The American Jewish Joint Distribution Committee announced on Sunday the appointment of Ariel Zwang as their new CEO, who will be the first woman to lead the global Jewish nonprofit in its more than 100-year history.

Zwang was nominated with a unanimous vote of the JDC’s Search and Executive Committees, and will begin her tenure on January 1, 2021.

She will be coming to the JDC after 12 years as CEO of Safe Horizon, a New York-based nonprofit which provides services to victims of violent crime, and seven years at New York Cares, which organizes volunteers to address social issues in New York City.

The JDC, often called the Joint, was founded in 1914 by wealthy Jacob Schiff, an American-Jewish philanthropist, and Henry Morgenthau, U.S. ambassador to the Ottoman Empire, to provide much needed aid to the struggling Jewish settlement in Palestine.

With a $373 million dollar budget, it operates in more than 70 countries and provides funding and aid to support Jewish life and communities, mostly in Israel and the former Soviet Union.

“Today’s work — building the future of the global Jewish people, support for those in economic distress, including the elderly and Holocaust survivors, and working with Israel to provide opportunity for its vulnerable — is profoundly meaningful to me,” Zwang said in a statement.

Like many legacy Jewish charities, including the Anti-Defamation League, HIAS and the UJA-Federation of New York, the JDC has never had a female CEO.

Zwang’s appointment comes at the end of a tumultuous hiring process.

The JDC’s last full CEO was David Schizer, a former dean of Columbia Law School.
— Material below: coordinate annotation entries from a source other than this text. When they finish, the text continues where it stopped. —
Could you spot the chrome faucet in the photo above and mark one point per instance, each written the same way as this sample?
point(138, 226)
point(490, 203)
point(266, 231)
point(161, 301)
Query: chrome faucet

In 2019, after three years, he returned to Columbia. Since then, two interim CEOs led the group.

This summer, another female candidate for the role, Sarah Eisenman, withdrew her candidacy. She still leads the group’s young professional arm, JDC Entwine.

In September, a letter signed by 16 of the board’s 188 members and shared with the Forward accused the board chair, of “breach of trust” and “poor governance” for his alleged interference in the CEO selection process.